A MEMBER of Fremantle council’s advisory committee for Booyeembara Park says he’s concerned a plan to slice a bit of it off for the public golf course next door is flying under the community radar.

Haakon Nielssen says that while many people have been celebrating Main Roads’ decision to save an avenue of tuart trees when it upgrades the High Street intersection with Stirling Highway, they’re perhaps not aware that it will come at a cost to the park.

The extra-wide median strip to house the trees and curve approaching the intersection means the road reserve will be pushed south where it will cut into two holes of the golf course. The course land is owned by the council but managed by a private company.

The company has asked Fremantle council to give it some land on Booyeembara so it can redesign the course to maintain its nine holes, arguing that not many golfers would be interested in a shortened version of the game.

Mr Nielssen says that although he’s partial to a round of cheap, off-peak golf at the course, taking over part of the park would undermine its design and be a poor outcome for the community.

“I have always maintained that it is the golf course’s problem,” he says of the impact of the road upgrade.

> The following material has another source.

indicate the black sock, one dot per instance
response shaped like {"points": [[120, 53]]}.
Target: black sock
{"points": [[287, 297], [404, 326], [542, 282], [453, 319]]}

• Haakon Nielssen and son Sasha don’t want to be giving up space at Booyeembara Park for the public golf course. Photo by Steve Grant

Blind spot

A former parks and gardens officer with the council a decade ago, Mr Nielssen says he doesn’t want to throw grenades to undermine mayor Brad Pettitt, but says the corner of the park near the golf course seems to have been a blind spot for the council for years.

It’s still got a gate that harks back to when it was known as the Montreal Open Space, while what’s supposed to have been a stunning grove of pencil pines has failed miserably with just a few stunted specimens surviving. The dead ones were left standing for years until a recent clean-out by new contractors appointed to maintain the park.

The road that was to be the grand entrance to the park is still nothing more than an access track.

Dr Pettitt acknowledges there may be some flow-on effect at Boo Park as a result of Main Roads’ work.

“We’re working with Main Roads and the community to look at the best ways to manage these impacts,” he told the Herald.

“Nothing has been decided yet, and we welcome community input as we try to come up with a solution that the majority of people can accept.

“That said, it many not be possible to save the majority of mature trees, retain a functioning nine-hold golf course and have no impact on the northern boundary of Boo Park. If that is the case some difficult decisions, taking into account community feedback, will need to be made.”

Mr Nielssen says with the project getting towards the pointy end, he wants residents’ views canvassed now so the community’s not left with a fait accompli when Main Roads signs off on its final plan.